After Knight testified, the prosecutor sought to impeach his testimony through the admission of a tape recording of a telephone conversation that Knight had with his mother while he was in jail awaiting trial.  In this conversation, Knight made several statements where he claimed that his attorney was incompetent and that if his mother and his sister Jodie did not get him a better attorney, he would be signing his kids over to the state.  Specifically, Knight told his mother, inter alia,

     -"If you and Jodie cannot get me a good lawyer, I'm going to do my fucking time, I'm going to sign my kids over to the State of Oregon, and you guys will never fucking see me again;" and

     -"Okay.  Listen.  Listen.  I don't care what you've done -- what you have done.  I'm telling you if I go to trial with this fucking attorney, I'm signing my kids over to the state, and I'm going to go and do my time, and then I'm going to live in Mexico.  I am not going to live in American with a fucking sex beef on me at 55 years old."

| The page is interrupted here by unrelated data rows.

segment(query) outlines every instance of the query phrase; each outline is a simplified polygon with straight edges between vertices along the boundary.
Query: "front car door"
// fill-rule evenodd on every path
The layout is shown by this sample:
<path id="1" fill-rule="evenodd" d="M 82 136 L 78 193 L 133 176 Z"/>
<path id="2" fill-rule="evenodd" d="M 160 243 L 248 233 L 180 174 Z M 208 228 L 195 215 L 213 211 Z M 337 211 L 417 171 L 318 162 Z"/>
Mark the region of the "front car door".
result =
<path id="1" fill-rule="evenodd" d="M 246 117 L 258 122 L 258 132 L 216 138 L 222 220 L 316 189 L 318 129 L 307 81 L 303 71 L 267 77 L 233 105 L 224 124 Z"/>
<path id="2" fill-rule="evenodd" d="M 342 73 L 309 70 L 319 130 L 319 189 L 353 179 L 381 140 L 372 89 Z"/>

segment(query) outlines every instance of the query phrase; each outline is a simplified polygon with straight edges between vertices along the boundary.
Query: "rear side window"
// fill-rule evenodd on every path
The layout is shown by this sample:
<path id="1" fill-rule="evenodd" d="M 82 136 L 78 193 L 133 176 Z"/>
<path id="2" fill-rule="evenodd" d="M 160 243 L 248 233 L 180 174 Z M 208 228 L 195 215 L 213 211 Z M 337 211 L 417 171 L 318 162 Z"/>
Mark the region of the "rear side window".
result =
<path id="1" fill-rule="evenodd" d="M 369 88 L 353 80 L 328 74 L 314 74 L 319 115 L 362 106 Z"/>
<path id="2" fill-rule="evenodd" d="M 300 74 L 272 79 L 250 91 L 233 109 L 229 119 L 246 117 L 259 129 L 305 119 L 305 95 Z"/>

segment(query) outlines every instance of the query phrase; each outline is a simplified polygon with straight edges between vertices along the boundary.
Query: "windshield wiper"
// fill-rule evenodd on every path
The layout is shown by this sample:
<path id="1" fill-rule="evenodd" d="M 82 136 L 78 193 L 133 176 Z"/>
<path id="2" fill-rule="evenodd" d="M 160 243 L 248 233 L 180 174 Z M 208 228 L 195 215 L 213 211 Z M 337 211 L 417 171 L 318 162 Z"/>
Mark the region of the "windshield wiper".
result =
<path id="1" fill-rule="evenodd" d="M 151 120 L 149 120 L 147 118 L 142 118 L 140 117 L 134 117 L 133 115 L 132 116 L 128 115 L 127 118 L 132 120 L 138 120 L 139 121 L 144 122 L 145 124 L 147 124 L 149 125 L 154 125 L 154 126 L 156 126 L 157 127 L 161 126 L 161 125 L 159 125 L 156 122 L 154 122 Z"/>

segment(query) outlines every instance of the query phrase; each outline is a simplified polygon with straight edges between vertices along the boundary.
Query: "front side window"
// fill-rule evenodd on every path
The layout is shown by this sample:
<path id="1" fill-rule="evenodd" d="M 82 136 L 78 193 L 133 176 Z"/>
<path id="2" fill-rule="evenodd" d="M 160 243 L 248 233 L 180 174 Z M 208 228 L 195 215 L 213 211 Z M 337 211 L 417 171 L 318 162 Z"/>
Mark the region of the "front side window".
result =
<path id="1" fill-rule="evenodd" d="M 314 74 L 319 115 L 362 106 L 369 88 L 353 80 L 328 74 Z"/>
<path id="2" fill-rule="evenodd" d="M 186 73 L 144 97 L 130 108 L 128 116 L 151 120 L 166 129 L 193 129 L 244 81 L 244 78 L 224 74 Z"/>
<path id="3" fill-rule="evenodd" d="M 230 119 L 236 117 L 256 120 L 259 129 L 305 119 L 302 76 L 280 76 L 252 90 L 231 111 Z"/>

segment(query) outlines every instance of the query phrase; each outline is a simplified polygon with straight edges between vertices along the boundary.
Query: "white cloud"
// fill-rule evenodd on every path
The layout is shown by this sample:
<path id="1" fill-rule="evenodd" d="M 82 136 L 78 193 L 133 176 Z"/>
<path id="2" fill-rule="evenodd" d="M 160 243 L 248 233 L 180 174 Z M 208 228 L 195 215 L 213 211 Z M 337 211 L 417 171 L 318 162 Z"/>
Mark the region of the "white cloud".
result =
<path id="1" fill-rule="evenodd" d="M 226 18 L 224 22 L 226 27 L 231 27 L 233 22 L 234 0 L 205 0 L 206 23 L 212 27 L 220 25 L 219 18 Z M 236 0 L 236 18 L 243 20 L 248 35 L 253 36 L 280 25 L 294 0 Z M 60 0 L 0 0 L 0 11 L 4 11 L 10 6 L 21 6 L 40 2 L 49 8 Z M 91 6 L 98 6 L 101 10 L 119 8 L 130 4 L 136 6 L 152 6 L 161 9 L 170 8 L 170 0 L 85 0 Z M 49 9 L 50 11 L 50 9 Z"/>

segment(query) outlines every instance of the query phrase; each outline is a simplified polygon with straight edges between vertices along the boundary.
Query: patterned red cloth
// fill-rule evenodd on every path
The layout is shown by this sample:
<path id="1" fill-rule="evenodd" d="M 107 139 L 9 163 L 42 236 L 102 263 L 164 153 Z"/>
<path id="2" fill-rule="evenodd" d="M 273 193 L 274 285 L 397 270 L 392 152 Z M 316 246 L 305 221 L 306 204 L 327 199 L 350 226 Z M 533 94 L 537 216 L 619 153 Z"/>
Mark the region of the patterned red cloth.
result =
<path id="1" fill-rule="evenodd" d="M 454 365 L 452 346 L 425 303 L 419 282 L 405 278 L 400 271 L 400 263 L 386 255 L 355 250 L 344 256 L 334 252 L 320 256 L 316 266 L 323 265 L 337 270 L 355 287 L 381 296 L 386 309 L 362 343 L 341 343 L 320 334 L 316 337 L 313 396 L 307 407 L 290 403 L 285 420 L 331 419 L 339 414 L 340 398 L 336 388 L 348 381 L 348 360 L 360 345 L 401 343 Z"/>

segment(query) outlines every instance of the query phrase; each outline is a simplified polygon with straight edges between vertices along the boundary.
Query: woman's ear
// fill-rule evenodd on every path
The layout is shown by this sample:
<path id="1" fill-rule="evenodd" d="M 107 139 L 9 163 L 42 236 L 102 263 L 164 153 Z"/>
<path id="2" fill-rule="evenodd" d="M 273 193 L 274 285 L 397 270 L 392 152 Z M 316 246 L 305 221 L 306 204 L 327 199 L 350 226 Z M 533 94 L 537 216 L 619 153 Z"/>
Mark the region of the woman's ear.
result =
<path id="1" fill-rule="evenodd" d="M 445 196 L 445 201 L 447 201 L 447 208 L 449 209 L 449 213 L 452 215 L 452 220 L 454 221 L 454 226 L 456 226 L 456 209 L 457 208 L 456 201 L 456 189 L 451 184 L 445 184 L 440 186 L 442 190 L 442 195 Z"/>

At another point during the conversation, Knight told his mother she should sign a promissory note or a lien, or even rob a bank, to get money to hire a different lawyer for him.  The trial judge found that much of the recorded conversation was inadmissible but that the prosecutor could ask Knight whether he threatened to turn his children over to the State of Oregon if he didn't get his way.  According to the  judge, the recorded conversation would be inadmissible unless Knight denied making the statement.    

The prosecutor then asked Knight whether he threatened to turn his children over to the State of Oregon if he didn't get his way, and Knight acknowledged that he made the statement.  Knight, however, then claimed that he made the statement because he thought that the State could provide his children with a "decent life" and because he did not want to impose on his aging mother and his sister.  In response, the prosecutor claimed that Knight had opened the door for the tape being played, and, over defense counsel's objection, allowed the tape to be played to the jury.

On appeal to the Supreme Court of Oregon, Knight claimed that the tape should have been excluded pursuant to Oregon Rule of Evidence 403, which, like its federal counterpart, states that although relevant, evidence may be excluded if its probative value is substantially outweighed by dangers such as the danger of unfair prejudice. 

The Supreme Court first noted that the tape had limited probative value to an issue that was -- at best -- not central to the prosecution's case.  The Court also noted that the state could have impeached Knight through the use of other means which did not consist of Knight directly attacking his lawyer.

Looking at the tape's prejudicial effect, the Court concluded that "defendant's persistent references to trial counsel as 'this fucking attorney' and 'this motherfucker' undoubtedly focused the jury's attention on defendant's personal and professional conflict with trial counsel -- a conflict that had no relevance to any issue before the jury. Equally importantly, hearing defendant's remarks inevitably affected the jury's own perception of the competence and zealousness of defendant's trial counsel and, ultimately, of the strength of defendant's case. After the jury heard that defendant was unimpressed with his lawyer's ability, his cause was sunk. No juror thereafter was going to view defense counsel as more credible and persuasive than the prosecuting attorney."

The Court thus found the tape inadmissible and reversed the defendant's convictions.  The Court's decision makes sense to me.  While the prosecutor had every right to impeach Knight's testimony, it seems wholly unnecessary for him to have done so through the use of a tape where Knight primarily attacked his attorney.  Furthermore, as the Knight court noted, courts have recognized that comments belittling a defendant's attorney jeopardize the defendant's right to a fair trial. See, e.g., In re Ochoa, 157 P.3d 184 (Ore. 2007).